Several studies suggest that genes and environmental interactions through epigenetic modifications influence a person’s susceptibility to diabetes because environmental factors can stimulate intracellular signaling pathways, leading to alterations in gene expression through epigenetic modifications, such as DNA methylation, which integrates genetic susceptibility and environmental factors by adjusting transcriptional regulation with no change in the sequence of underlying DNA [3].
CpG methylation can prevent adjacent gene expression partially or completely. Accordingly, the genes containing the 5′-CpG region transcription rate are frequently inversely proportional to their methylation rates [9].
It has been demonstrated that DNA methylation is affected by age, weight, sex, lifestyle, and genetic background [10]. In the present study, age- and sex-matched T2D and nondiabetic subjects were selected to avoid the effect of age and sex.
This paper introduces an epigenetic study of the IGFBP1 gene that was conducted on an Egyptian cohort. The results indicated an increase in IGFBP1 DNA methylation levels in patients with T2D compared to nondiabetic controls.
A previous study has shown that the region of high CpG density at the 5′-UTR recruits a methyl-CpG binding protein to the promoter region [11].
Some researchers found that fasting IGFBP-1 is a good predictor of abnormal glucose homeostasis, with low values anticipating impaired fasting glucose development, impaired glucose tolerance and T2D in 8–17 years [12].
Type 1 diabetes is associated with a decline in IGFBP-1 DNA methylation levels; this implies the possibility of IGFBP-1 conferring different epigenetic effects in T1D and T2D. Therefore, different IGFBP-1 DNA methylation levels in T1D and T2D may be related to insulin activity [11].
Both types of diabetes are characterized by hyperglycemia; however, the underlying pathogenic mechanism of T1D is different from that of T2D. The development of T1D is due to autoimmune destruction of pancreatic beta cells, leading to insulin deficiency, while T2D hyperglycemia is due to a combination of impaired insulin secretion and insulin resistance. Nevertheless, IGFBP-1 secretion is inhibited by insulin, which means that increased insulin levels in T2D due to insulin resistance are associated with increased methylation of the IGFBP-1 gene [13].

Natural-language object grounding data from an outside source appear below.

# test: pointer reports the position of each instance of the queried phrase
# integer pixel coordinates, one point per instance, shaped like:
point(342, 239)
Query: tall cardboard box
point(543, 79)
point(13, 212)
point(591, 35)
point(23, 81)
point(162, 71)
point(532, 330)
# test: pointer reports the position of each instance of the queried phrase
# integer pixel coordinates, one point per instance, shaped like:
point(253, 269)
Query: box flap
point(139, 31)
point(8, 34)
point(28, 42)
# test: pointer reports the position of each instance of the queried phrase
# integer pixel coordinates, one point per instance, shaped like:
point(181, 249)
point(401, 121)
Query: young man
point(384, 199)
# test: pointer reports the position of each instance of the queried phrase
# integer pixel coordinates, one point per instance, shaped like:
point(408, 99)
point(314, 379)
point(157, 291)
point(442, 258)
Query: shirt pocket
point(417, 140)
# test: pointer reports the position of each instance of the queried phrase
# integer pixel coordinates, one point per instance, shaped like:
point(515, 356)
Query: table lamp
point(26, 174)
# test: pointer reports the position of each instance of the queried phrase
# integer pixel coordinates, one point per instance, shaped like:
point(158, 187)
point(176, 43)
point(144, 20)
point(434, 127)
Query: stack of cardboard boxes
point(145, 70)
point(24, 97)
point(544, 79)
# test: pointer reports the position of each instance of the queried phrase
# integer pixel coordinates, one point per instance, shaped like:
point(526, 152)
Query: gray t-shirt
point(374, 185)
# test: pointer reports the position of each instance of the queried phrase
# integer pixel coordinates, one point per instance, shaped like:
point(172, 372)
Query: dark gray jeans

The present work found no significant differences between T2D patients treated with insulin and those treated with OADs, signifying no effect of diabetes treatment on IGFBP1 methylation levels. This might be due to the small numbers of individuals in the subgroups, which goes hand by hand with Gu and his colleagues (2013) [11].
Although nonsignificant, stratification of the subjects according to BMI revealed that type 2 diabetes patients with a BMI >30 kg/m2 had higher DNA methylation levels than those with a BMI <30 kg/m2. The difference in the IGFBP1 DNA methylation levels for the obese group may explain how obesity could contribute to T2D development. The countless metabolic changes taking place during T2D pathogenesis support the presence of a role for epigenetics in chronic disease development. A new data mining methodology was used to search for a possible association between epigenetics and the pathogenesis of T2D [14]. This methodology was based on a search of Medline records where they discovered the presence of methylation and chromatin among the top-five ranked items associated with T2D, based on common shared relationships. The shared relationships were obesity, maternal influence, fatty acids, methylene tetrahydrofolate reductase, cytokines, homocysteine, variable severity, and late-onset of the disease. Based on these findings, a model for T2D pathogenesis was introduced, suggesting that an increase in short-chain fatty acid production as by-products of long-chain fatty acids leads to modifications in DNA methylation that result in dysregulation of pro-inflammatory cytokines [14].
Both genetic and environmental factors have a role in type 2 diabetes development. Another important risk factor for T2D is obesity, which mainly contributes to the rapid increase in T2D patients worldwide [15].
In addition, IGFBP1 DNA methylation levels were discovered to be influenced by family history (FH), which is in agreement with previous work [11] that found that patients with FHD had higher IGFBP1 DNA methylation than those without family history.
The limitations of the present study include the small number of included subjects, and the performance of DNA methylation analyses using whole blood; we did not evaluate the cell-specific pattern for the gene region beforehand.